Sunday, October 17, 2004

NOVELTIES & SOUVENIRS--Day 4

"Snow" from John Crowley's collection Novelties & Souvenirs is a miracle of memory, nostalgia, loss, and rather amazing writing. The story is so fragile, mimicking its subject matter, that when I first read it I thought for sure I would not be thinking about it weeks later, and yet I am. It's true that the story exists only because of a SF gimmick, but the more I remembered the beautiful little moments in "Snow" the less I cared.

Basically, in Crowley's imagined near-future the rich can buy a kind of "wasp"--a flying electronic recording device that follows a person throughout their entire life. The recording is then downloaded to a monitor and the "videotape" displayed at the person's gravesite/mausoleum. Mourners can access the images, but due to the way the information is collected, there are certain limitations, certain ways in which the images decay.

The narrator of "Snow" is the now slightly aging ex-lover of Georgie, a rich woman who sponsore his writing attempts but who more or less kept him as her own personal gigolo. Passages like these reveal so much character-wise, while seeming casual, effortless.

Now that [my] looks are all but gone, I can look back on myself as a young hunk and see that I was in a way a rarity, a type that you also run into more often among women than men, the beauty unaware of his beauty, aware that he affects women profoundly and more or less instantly but doesn't know why; thinks he is being listened to and understood, that his soul is being seen,when all that's being seen is long-lashed eyes and a strong, square tanned wrist turning in a lovely gesture, stubbing out a cigarette.


I love the end of that section, the "strong, square tanned wrist turning in a lovely gesture, stubbing out a cigarette." Somehow, even without it being said, you can see an expensive watch on that wrist. You can see the callowness of the character as well.

Now searching for more meaning in his life, the narrator accesses the memories of Georgie, who has since died. He does so in a place deader than a graveyard:

Now, after some hundreds of hours spent there underground, now when I have long ceased to go through those doors...I know that the solitude I felt myself to be in was real. The watchers around me, the listeners I sensed in other chambers, were mostly my imagination. There was rarely anyone there. These tombs were as neglected as any tombs anywhere usually are.

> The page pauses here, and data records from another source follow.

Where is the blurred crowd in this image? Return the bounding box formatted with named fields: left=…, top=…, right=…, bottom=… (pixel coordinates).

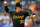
left=0, top=0, right=40, bottom=27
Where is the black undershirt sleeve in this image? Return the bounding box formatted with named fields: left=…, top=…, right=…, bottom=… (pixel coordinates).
left=5, top=6, right=14, bottom=19
left=5, top=6, right=9, bottom=13
left=24, top=12, right=30, bottom=18
left=25, top=12, right=30, bottom=16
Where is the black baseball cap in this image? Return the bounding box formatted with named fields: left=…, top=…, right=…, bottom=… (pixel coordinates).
left=16, top=2, right=22, bottom=7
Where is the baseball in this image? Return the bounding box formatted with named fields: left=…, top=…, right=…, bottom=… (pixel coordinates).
left=4, top=1, right=7, bottom=5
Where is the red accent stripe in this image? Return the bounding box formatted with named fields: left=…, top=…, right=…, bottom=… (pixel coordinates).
left=25, top=25, right=30, bottom=27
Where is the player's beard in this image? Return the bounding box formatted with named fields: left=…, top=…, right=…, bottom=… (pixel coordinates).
left=16, top=9, right=20, bottom=13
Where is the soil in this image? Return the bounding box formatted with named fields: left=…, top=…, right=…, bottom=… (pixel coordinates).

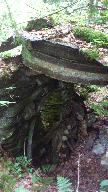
left=0, top=23, right=108, bottom=192
left=54, top=118, right=108, bottom=192
left=13, top=117, right=108, bottom=192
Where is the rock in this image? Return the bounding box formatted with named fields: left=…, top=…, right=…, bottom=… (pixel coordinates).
left=86, top=132, right=97, bottom=150
left=101, top=152, right=108, bottom=168
left=67, top=125, right=71, bottom=130
left=64, top=129, right=69, bottom=135
left=104, top=125, right=108, bottom=134
left=92, top=141, right=106, bottom=155
left=23, top=102, right=35, bottom=120
left=87, top=113, right=96, bottom=127
left=26, top=18, right=53, bottom=32
left=91, top=121, right=108, bottom=156
left=62, top=135, right=68, bottom=141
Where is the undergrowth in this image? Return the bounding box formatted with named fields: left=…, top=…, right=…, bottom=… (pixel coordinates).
left=91, top=100, right=108, bottom=116
left=73, top=27, right=108, bottom=47
left=57, top=176, right=73, bottom=192
left=80, top=48, right=99, bottom=60
left=0, top=153, right=74, bottom=192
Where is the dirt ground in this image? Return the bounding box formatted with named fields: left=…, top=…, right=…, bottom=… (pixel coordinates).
left=12, top=117, right=108, bottom=192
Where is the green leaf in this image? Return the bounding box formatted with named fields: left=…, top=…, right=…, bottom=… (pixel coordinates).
left=32, top=175, right=54, bottom=185
left=0, top=101, right=16, bottom=106
left=41, top=164, right=56, bottom=173
left=57, top=176, right=73, bottom=192
left=15, top=185, right=30, bottom=192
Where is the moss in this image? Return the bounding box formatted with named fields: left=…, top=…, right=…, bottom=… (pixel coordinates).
left=91, top=101, right=108, bottom=116
left=22, top=47, right=108, bottom=84
left=73, top=26, right=108, bottom=47
left=0, top=63, right=19, bottom=80
left=26, top=18, right=53, bottom=32
left=41, top=90, right=63, bottom=130
left=80, top=48, right=99, bottom=60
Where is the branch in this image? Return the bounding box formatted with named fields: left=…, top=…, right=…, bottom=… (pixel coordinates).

Either the living did not care to attend much on the dead--when have they ever?--or the hopeful buyers of the contracts had come to discover the flaw in the access concept: as I discovered it, in the end.

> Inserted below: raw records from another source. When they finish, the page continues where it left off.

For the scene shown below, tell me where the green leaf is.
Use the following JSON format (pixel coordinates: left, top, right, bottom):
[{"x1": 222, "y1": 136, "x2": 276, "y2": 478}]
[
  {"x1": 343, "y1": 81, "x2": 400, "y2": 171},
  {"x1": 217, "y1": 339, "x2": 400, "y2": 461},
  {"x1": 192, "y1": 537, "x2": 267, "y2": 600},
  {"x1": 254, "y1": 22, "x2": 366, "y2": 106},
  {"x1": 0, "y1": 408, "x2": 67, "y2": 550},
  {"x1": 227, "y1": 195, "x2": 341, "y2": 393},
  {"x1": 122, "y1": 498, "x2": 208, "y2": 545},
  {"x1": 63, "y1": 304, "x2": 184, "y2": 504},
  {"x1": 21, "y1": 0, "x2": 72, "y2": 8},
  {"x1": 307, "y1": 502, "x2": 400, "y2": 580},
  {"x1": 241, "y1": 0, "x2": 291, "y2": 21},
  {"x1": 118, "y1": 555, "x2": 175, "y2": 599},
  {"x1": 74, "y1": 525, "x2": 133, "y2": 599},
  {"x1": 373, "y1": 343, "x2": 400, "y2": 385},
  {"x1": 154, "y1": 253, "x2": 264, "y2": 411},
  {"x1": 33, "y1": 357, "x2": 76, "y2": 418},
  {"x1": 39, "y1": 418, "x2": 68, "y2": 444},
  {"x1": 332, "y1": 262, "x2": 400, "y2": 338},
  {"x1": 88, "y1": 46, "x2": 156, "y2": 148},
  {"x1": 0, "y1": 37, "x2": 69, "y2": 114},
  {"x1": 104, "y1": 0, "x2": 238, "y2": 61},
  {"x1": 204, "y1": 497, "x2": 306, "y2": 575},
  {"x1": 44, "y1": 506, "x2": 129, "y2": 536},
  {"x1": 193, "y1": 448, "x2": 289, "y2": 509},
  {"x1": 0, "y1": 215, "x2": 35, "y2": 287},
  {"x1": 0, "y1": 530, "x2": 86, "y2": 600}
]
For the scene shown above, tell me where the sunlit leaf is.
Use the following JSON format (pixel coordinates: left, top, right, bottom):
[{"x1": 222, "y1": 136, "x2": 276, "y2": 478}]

The best parts of the story are the accessed memories--the minimalistic way in which Crowley writes those sections just underscores the fleeting nature of our memories. One of the most telling details comes when the narrator writes that he can no longer distinguish between his own memories and the ones imposed on him by what he has viewed. It's at this level, among others, that we identify with the story--how many times have images, videotaped or still, replaced our own memories. Until finally we are living someone else's version of events, in a sense.

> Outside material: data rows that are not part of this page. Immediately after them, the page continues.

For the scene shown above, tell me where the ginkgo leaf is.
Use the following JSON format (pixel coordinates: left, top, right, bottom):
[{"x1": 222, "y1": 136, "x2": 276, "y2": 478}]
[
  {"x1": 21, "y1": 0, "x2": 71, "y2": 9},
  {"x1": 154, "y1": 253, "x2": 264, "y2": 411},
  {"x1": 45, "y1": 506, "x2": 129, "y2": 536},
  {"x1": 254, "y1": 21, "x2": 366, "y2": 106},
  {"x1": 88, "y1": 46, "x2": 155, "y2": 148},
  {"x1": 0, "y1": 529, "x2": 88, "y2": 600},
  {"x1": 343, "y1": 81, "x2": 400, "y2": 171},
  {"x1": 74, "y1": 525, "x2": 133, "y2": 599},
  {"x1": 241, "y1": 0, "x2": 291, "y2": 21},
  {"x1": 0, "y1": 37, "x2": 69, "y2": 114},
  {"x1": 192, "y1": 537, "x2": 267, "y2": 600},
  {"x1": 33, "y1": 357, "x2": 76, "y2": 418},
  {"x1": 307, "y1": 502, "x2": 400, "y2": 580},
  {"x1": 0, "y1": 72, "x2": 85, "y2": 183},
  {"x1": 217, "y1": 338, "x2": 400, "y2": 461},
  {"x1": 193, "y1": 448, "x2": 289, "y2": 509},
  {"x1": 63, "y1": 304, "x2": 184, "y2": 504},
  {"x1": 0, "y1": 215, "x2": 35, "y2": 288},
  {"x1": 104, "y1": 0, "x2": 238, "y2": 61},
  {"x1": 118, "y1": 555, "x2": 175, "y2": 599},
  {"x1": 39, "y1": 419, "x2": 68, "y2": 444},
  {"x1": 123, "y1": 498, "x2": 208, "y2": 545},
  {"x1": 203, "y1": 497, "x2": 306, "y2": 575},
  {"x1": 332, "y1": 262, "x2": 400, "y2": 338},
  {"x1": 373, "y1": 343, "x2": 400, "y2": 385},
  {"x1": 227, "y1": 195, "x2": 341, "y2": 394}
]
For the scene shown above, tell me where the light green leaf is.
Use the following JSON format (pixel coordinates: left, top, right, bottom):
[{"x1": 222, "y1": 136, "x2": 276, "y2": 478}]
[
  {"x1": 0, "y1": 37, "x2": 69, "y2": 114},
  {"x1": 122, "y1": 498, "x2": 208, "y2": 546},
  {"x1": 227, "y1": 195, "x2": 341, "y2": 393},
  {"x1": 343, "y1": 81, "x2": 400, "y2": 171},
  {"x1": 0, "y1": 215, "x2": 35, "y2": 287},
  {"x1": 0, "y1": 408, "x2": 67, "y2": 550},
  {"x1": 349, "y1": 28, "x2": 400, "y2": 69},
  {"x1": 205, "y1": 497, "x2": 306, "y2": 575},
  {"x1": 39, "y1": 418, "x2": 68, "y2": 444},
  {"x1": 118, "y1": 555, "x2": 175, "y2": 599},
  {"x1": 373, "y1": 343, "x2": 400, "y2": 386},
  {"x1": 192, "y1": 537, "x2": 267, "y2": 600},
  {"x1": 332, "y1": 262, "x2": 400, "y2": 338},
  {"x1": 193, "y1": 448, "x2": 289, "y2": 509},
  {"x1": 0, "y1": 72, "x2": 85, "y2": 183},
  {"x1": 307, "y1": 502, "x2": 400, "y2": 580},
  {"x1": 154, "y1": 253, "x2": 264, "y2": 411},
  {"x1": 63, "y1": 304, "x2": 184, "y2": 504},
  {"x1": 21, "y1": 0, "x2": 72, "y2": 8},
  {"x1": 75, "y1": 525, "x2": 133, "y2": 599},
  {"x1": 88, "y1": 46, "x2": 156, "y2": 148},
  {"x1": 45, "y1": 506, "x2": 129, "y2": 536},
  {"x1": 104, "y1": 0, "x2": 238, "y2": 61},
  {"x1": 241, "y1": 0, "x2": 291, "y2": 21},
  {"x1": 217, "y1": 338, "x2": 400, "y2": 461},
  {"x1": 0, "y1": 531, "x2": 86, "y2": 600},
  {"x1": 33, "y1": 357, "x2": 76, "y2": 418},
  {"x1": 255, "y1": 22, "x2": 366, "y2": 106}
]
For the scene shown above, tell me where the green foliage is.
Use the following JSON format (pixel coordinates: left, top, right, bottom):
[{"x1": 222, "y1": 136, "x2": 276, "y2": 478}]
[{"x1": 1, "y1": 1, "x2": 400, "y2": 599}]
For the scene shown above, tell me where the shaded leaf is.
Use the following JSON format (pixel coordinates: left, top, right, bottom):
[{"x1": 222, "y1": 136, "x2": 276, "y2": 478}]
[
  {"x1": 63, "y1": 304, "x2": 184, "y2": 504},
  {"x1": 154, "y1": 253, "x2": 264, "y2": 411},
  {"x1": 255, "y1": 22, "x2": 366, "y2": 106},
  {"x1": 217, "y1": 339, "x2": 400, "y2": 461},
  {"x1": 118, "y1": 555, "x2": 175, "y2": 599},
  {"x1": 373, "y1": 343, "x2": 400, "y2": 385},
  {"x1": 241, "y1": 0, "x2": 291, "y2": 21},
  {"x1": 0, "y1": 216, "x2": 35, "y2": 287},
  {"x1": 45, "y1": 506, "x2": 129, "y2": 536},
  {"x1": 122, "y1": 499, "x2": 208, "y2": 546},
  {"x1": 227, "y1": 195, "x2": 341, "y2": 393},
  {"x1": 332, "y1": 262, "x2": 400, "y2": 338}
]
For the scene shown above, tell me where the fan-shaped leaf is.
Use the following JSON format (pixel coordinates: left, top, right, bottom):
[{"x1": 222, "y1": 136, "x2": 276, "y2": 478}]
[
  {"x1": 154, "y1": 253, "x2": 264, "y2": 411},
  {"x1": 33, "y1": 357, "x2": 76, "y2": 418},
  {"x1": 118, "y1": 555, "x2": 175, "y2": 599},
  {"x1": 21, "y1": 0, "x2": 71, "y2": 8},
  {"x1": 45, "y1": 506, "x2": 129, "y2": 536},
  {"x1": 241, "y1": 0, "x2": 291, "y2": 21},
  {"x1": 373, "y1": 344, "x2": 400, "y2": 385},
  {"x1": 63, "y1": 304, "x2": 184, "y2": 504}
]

I'd love to quote more from this story, but I really think anyone who hasn't read it should pick up this collection and read it immediately, so I'm in no hurry to spoil "Snow" for anyone.


(Evil Monkey: "So...yesterday I'm told you thought a guy trimming grass with a weedwacker was actually a guy walking his squirrel on a leash." Jeff: "It was early. I was tired. The handle on the weedwacker was pretty thin, looked like a leash." Evil Monkey: "Hmmm. Okay. So--holding up okay? Any word from...certain quarters?" Jeff: "No, of course not. It's Sunday. Geez." Evil Monkey: "Dude. I've never mistaken a weedwacker for a squirrel on a leash." Jeff: "You have no limbs. Shut up.")

2 Comments:

At 7:04 PM, Anonymous Anonymous said...

Robert:

You make a really good point. Crowley does, in fact, invest the "wasp" with a kind of personality. I didn't really mean to make it sound like this was a bad thing in the story. I think in the hands of most writers the wasp *would* be a gimmick. It would be the MacGuffin, in a sense. But Crowley escapes this trap. It's true the story couldn't exist without the wasp, but so what? I like your description of Crowley's writing.

It's funny--I've had so much trouble getting into Crowley's novels, but I'm enjoying his short fiction so much. I really hope that when I return to his novels I'll have found the key to them.

JeffV

 
At 5:42 PM, Anonymous Anonymous said...

This story sounds very much like the new Robin Williams movie(I don't remember the title). Do you know if that movie is based on Crowley's story? If he is not credited, it sounds like he should be.